United Future still assessing Maori TV Bill

Published: Tue 3 Dec 2002 02:45 PM
United Future still assessing Maori TV Bill
The United Future party is still assessing the Maori Television Bill and has yet to indicate to the Government that it will support the bill.
“And this,” Maori affairs spokesman Murray Smith says, “is a primary reason why Labour has not yet brought the bill up the Order Paper and is unlikely to do so before next year.”
Mr Smith said that United Future had a number of concerns with the proposal for a Maori Television station and Labour would not further the parliamentary debate on the Bill until they had the numbers to guarantee that it would pass.
Chief among United Future’s concerns was the risk that the service would prove to be a bottomless pit into which the Government poured money year after year without seeing any tangible benefit for Maori or for New Zealand as a whole.
Up until now, Mr Smith’s requests for researched responses to sensible commercial questions such as the likely audience demand for the station have fallen on deaf ears.
In a recent well-publicised exchange, the Chairman of the proposed service, Derek Fox, accused Mr Smith of “not understanding Maori” when Mr Smith pushed that line of questioning during Mr Fox’s attendance at a Maori Affairs select committee meeting.
Mr Smith stated that whilst he was well known to be very sympathetic to Maori aspirations, it would be totally counter-productive to the interests of Maori to have the Television Service fail yet again at huge cost to the taxpayer.

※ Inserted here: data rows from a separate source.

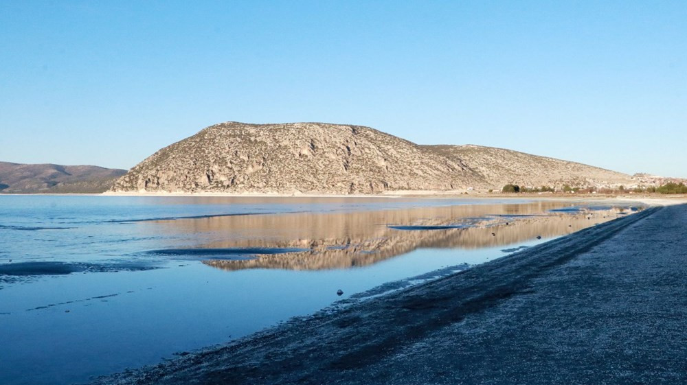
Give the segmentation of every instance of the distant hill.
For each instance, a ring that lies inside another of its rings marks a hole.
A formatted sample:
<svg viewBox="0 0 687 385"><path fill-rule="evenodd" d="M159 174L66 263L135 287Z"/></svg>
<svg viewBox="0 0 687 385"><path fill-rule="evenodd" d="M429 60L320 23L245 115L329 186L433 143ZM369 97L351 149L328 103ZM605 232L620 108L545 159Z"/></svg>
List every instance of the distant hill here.
<svg viewBox="0 0 687 385"><path fill-rule="evenodd" d="M0 162L0 193L102 193L125 174L98 166Z"/></svg>
<svg viewBox="0 0 687 385"><path fill-rule="evenodd" d="M429 145L429 149L458 159L478 173L487 183L502 187L611 186L635 182L626 174L576 162L531 155L482 145Z"/></svg>
<svg viewBox="0 0 687 385"><path fill-rule="evenodd" d="M472 185L486 185L460 159L368 127L229 122L155 152L113 189L348 194Z"/></svg>
<svg viewBox="0 0 687 385"><path fill-rule="evenodd" d="M348 194L632 182L581 163L488 147L420 145L369 127L227 122L157 151L111 191Z"/></svg>

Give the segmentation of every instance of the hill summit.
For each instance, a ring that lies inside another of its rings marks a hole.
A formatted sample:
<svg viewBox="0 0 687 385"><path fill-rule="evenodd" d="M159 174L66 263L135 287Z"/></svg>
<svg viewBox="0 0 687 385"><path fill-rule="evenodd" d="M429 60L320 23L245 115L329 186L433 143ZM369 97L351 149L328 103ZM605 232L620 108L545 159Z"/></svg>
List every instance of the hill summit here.
<svg viewBox="0 0 687 385"><path fill-rule="evenodd" d="M359 126L230 121L159 150L111 191L351 194L500 188L526 180L555 185L631 178L507 150L418 145Z"/></svg>

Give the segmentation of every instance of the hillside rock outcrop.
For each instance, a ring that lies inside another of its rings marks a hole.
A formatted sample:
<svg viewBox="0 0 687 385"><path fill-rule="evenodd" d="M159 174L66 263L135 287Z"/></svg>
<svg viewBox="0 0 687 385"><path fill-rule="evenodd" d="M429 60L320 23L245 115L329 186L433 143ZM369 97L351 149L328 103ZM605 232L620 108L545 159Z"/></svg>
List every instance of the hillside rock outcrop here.
<svg viewBox="0 0 687 385"><path fill-rule="evenodd" d="M227 122L157 151L113 192L381 194L632 183L624 174L488 147L422 145L369 127Z"/></svg>

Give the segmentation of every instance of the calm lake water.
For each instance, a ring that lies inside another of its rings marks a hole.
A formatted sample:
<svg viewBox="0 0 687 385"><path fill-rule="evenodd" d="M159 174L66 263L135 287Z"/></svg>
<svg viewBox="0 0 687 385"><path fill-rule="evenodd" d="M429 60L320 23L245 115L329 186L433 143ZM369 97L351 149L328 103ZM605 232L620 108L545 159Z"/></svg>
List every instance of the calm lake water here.
<svg viewBox="0 0 687 385"><path fill-rule="evenodd" d="M468 268L636 207L554 200L0 196L0 384L85 382L155 364L338 300L364 301Z"/></svg>

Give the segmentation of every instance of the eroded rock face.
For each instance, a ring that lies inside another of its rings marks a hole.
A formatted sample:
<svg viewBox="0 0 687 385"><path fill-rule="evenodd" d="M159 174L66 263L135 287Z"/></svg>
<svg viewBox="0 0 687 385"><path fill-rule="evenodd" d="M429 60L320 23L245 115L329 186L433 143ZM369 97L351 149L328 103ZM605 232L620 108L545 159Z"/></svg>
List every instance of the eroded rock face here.
<svg viewBox="0 0 687 385"><path fill-rule="evenodd" d="M486 185L460 159L370 128L229 122L160 150L112 190L349 194L469 186Z"/></svg>
<svg viewBox="0 0 687 385"><path fill-rule="evenodd" d="M419 145L368 127L227 122L141 162L113 191L358 194L631 185L629 175L509 150Z"/></svg>
<svg viewBox="0 0 687 385"><path fill-rule="evenodd" d="M496 188L521 186L611 187L636 182L629 175L576 162L482 145L427 145L427 150L458 159Z"/></svg>

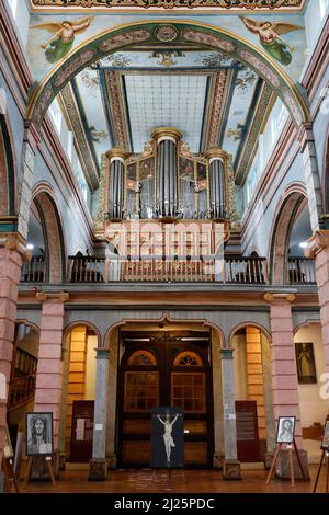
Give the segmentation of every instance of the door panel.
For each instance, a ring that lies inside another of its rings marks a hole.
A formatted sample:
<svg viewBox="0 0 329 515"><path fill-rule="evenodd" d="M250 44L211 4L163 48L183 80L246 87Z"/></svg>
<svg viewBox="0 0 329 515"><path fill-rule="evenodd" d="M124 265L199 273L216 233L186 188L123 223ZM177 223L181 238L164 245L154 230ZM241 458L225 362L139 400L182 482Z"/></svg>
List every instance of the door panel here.
<svg viewBox="0 0 329 515"><path fill-rule="evenodd" d="M184 410L185 464L213 461L213 393L209 335L182 343L177 334L129 334L118 370L117 461L122 467L150 466L151 409ZM132 337L135 336L135 337ZM148 337L146 337L148 336ZM203 333L204 336L204 333ZM136 344L133 343L136 340ZM140 340L148 343L138 344Z"/></svg>
<svg viewBox="0 0 329 515"><path fill-rule="evenodd" d="M94 401L73 401L70 461L88 464L92 457Z"/></svg>

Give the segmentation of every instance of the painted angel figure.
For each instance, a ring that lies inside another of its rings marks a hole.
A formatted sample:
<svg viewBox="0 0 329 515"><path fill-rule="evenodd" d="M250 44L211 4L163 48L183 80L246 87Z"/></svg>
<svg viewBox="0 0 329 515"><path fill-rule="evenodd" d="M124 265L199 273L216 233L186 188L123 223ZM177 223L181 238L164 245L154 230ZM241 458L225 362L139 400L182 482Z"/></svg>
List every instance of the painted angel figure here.
<svg viewBox="0 0 329 515"><path fill-rule="evenodd" d="M280 36L293 31L300 31L303 27L292 23L258 22L251 18L240 18L248 31L259 35L261 45L274 59L284 66L288 66L292 62L292 52L295 48L291 47Z"/></svg>
<svg viewBox="0 0 329 515"><path fill-rule="evenodd" d="M65 21L63 23L52 22L34 25L33 28L42 28L53 34L50 39L41 45L46 50L47 61L54 64L65 57L73 46L76 34L84 32L91 20L92 18L89 16L75 22Z"/></svg>

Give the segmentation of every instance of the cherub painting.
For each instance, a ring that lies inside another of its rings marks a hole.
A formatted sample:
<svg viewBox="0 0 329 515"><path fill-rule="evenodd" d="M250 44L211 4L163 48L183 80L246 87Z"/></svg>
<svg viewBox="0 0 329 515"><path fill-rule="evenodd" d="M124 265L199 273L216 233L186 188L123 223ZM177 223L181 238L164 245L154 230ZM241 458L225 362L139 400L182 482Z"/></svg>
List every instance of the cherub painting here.
<svg viewBox="0 0 329 515"><path fill-rule="evenodd" d="M303 27L284 22L258 22L246 16L240 16L240 19L248 31L259 35L261 45L274 59L284 66L292 62L292 52L295 48L291 47L280 36L288 32L300 31Z"/></svg>
<svg viewBox="0 0 329 515"><path fill-rule="evenodd" d="M41 28L53 34L50 39L41 45L46 50L47 61L54 64L65 57L73 46L76 34L84 32L89 27L91 20L92 18L89 16L75 22L65 21L63 23L52 22L34 25L32 28Z"/></svg>

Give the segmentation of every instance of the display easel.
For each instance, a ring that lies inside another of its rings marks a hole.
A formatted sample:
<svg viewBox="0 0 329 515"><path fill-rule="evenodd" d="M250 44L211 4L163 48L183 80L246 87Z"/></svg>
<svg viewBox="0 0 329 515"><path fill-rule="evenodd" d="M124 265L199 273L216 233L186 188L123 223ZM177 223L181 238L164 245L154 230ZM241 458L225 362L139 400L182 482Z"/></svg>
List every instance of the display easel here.
<svg viewBox="0 0 329 515"><path fill-rule="evenodd" d="M314 484L313 493L316 493L316 490L317 490L317 485L318 485L318 481L319 481L319 477L320 477L320 472L321 472L325 456L326 456L326 459L327 459L326 493L329 493L329 449L324 449L322 450L321 461L320 461L320 465L319 465L316 482Z"/></svg>
<svg viewBox="0 0 329 515"><path fill-rule="evenodd" d="M273 472L275 470L275 465L276 465L276 461L277 461L277 458L280 456L280 453L281 453L281 449L282 449L283 445L284 445L283 443L277 444L277 447L276 447L276 450L275 450L275 454L274 454L274 458L273 458L273 462L272 462L272 467L271 467L271 470L270 470L268 479L266 479L266 484L270 484L270 481L271 481ZM298 449L297 449L295 438L294 438L292 444L285 444L285 445L286 445L286 448L287 448L287 451L288 451L292 488L295 488L295 471L294 471L294 455L293 455L294 449L295 449L295 453L296 453L296 456L297 456L297 461L298 461L299 469L300 469L304 481L306 481L307 478L306 478L304 469L303 469L303 465L302 465L302 460L300 460L300 456L299 456L299 453L298 453Z"/></svg>
<svg viewBox="0 0 329 515"><path fill-rule="evenodd" d="M11 485L11 482L12 482L13 485L14 485L14 492L20 493L18 482L16 482L16 478L15 478L15 474L14 474L14 471L13 471L12 459L11 458L2 458L2 470L3 470L3 474L4 474L4 490L10 492L11 491L10 485Z"/></svg>
<svg viewBox="0 0 329 515"><path fill-rule="evenodd" d="M39 457L41 457L41 455L37 455L37 458L39 458ZM34 458L35 458L35 456L29 456L27 468L26 468L26 473L25 473L25 478L24 478L23 489L26 489L26 487L27 487ZM45 462L46 462L48 471L49 471L49 476L50 476L50 479L52 479L52 484L53 484L53 487L56 487L55 473L54 473L54 468L53 468L53 458L52 458L52 456L44 456L44 459L45 459Z"/></svg>

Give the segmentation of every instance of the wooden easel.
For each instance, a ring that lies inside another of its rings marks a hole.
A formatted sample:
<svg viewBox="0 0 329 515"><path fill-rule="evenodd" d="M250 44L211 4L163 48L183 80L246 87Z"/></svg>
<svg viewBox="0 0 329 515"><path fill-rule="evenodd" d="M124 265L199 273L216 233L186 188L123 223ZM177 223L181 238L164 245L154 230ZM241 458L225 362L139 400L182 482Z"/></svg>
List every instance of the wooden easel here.
<svg viewBox="0 0 329 515"><path fill-rule="evenodd" d="M39 456L41 455L37 455L38 458L39 458ZM53 458L52 458L52 456L44 456L44 459L46 461L46 465L47 465L47 468L48 468L48 471L49 471L49 476L50 476L50 479L52 479L52 484L53 484L53 487L56 487L55 473L54 473L54 468L53 468ZM34 460L34 456L29 456L27 468L26 468L26 474L25 474L25 478L24 478L23 489L26 489L26 487L27 487L30 476L31 476L31 469L32 469L33 460Z"/></svg>
<svg viewBox="0 0 329 515"><path fill-rule="evenodd" d="M2 469L4 474L4 490L11 492L10 485L12 482L14 485L14 492L20 493L11 458L2 458Z"/></svg>
<svg viewBox="0 0 329 515"><path fill-rule="evenodd" d="M276 450L275 450L275 454L274 454L274 458L273 458L273 462L272 462L272 467L271 467L271 470L269 472L269 476L268 476L268 479L266 479L266 484L270 484L270 481L272 479L272 476L273 476L273 472L275 470L275 465L276 465L276 461L277 461L277 458L279 458L279 455L281 453L281 448L283 446L283 443L280 443L276 447ZM295 453L296 453L296 456L297 456L297 460L298 460L298 465L299 465L299 469L300 469L300 472L302 472L302 476L303 476L303 479L304 481L306 481L306 476L305 476L305 472L304 472L304 469L303 469L303 465L302 465L302 461L300 461L300 456L299 456L299 453L298 453L298 449L297 449L297 446L296 446L296 442L295 442L295 438L293 440L293 444L286 444L287 446L287 450L288 450L288 459L290 459L290 471L291 471L291 482L292 482L292 488L295 488L295 472L294 472L294 455L293 455L293 446L294 446L294 449L295 449Z"/></svg>
<svg viewBox="0 0 329 515"><path fill-rule="evenodd" d="M317 490L317 485L318 485L318 481L319 481L319 477L320 477L320 472L321 472L325 456L327 458L326 493L329 493L329 450L328 449L322 450L321 461L320 461L320 465L319 465L316 482L314 484L313 493L316 493L316 490Z"/></svg>

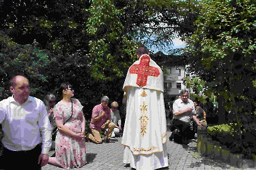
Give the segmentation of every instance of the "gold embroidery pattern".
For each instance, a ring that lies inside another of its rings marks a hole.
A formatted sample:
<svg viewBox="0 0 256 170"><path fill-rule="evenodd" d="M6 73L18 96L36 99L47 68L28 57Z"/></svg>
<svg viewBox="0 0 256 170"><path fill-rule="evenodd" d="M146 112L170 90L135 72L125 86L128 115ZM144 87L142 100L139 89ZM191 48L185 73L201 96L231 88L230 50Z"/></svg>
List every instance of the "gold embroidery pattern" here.
<svg viewBox="0 0 256 170"><path fill-rule="evenodd" d="M143 92L141 93L141 96L142 96L142 97L146 97L146 96L147 96L147 93L145 92L145 89L143 89Z"/></svg>
<svg viewBox="0 0 256 170"><path fill-rule="evenodd" d="M167 133L165 133L164 135L162 136L162 139L164 139L167 136Z"/></svg>
<svg viewBox="0 0 256 170"><path fill-rule="evenodd" d="M150 151L152 151L156 149L156 147L153 146L150 148L148 148L148 149L145 149L145 148L134 148L133 150L134 152L141 152L141 151L144 151L144 152L150 152Z"/></svg>
<svg viewBox="0 0 256 170"><path fill-rule="evenodd" d="M147 120L149 120L145 114L145 112L147 111L147 105L145 103L145 101L143 101L143 105L141 105L141 116L139 118L139 120L141 120L141 133L142 135L142 137L144 137L145 133L147 133L146 129L147 125Z"/></svg>

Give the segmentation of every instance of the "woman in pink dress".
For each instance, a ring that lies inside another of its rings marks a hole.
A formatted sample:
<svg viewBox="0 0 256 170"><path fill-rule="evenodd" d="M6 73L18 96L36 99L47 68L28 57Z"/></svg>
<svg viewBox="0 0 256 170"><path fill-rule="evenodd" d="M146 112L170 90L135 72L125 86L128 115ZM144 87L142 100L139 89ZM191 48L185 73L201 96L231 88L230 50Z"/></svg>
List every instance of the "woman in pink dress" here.
<svg viewBox="0 0 256 170"><path fill-rule="evenodd" d="M70 84L61 84L59 92L63 98L53 108L59 129L55 140L56 156L49 158L48 163L66 169L81 167L86 163L83 105L79 100L71 99L74 90Z"/></svg>

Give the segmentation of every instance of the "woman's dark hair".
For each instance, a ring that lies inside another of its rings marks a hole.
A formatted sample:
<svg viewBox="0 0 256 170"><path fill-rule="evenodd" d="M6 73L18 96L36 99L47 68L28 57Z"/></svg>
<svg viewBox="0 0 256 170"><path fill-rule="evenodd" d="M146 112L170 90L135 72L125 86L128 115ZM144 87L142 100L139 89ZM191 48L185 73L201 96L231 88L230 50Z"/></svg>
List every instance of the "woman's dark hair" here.
<svg viewBox="0 0 256 170"><path fill-rule="evenodd" d="M47 113L48 113L51 109L49 106L49 101L53 98L55 99L55 96L52 93L48 94L44 97L43 101L45 105L45 108L46 109Z"/></svg>
<svg viewBox="0 0 256 170"><path fill-rule="evenodd" d="M58 96L62 97L63 94L63 90L66 90L68 88L71 88L71 85L69 83L61 83L61 86L57 90L57 93L58 94Z"/></svg>

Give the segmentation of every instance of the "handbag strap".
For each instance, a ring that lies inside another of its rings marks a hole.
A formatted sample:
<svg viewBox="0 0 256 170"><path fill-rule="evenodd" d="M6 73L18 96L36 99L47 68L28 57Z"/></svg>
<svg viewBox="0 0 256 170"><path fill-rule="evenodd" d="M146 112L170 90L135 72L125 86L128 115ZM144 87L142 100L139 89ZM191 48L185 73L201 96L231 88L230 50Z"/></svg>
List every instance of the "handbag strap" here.
<svg viewBox="0 0 256 170"><path fill-rule="evenodd" d="M73 115L73 102L72 101L72 99L70 99L71 100L71 116L67 120L66 120L66 122L63 124L64 125L65 123L66 123L68 120L70 120L70 119L72 118L72 116Z"/></svg>

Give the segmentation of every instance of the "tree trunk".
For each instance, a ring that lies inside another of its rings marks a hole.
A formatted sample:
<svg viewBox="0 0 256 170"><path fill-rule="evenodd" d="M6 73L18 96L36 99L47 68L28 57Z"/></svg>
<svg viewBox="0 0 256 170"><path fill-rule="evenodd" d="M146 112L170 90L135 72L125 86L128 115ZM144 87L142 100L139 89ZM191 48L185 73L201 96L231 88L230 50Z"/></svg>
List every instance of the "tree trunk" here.
<svg viewBox="0 0 256 170"><path fill-rule="evenodd" d="M218 96L218 124L223 124L226 123L226 110L224 108L224 97L223 96Z"/></svg>

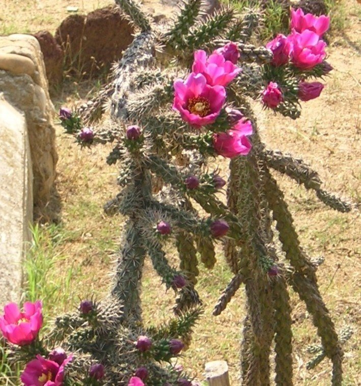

“It would just make Maori look commercially incompetent and fuel the cause of those who are upset at all the money being spent by the Government in trying to help Maori achieve the same standard of living as other New Zealanders,” he said.
In briefing sessions with the Minister of Maori Affairs, Parekura Horomia, Mr Smith has been discussing other options such as paying regional television to broadcast programmes produced by the proposed Maori Television Service, at least until the demand among Maori for those programmes could be ascertained.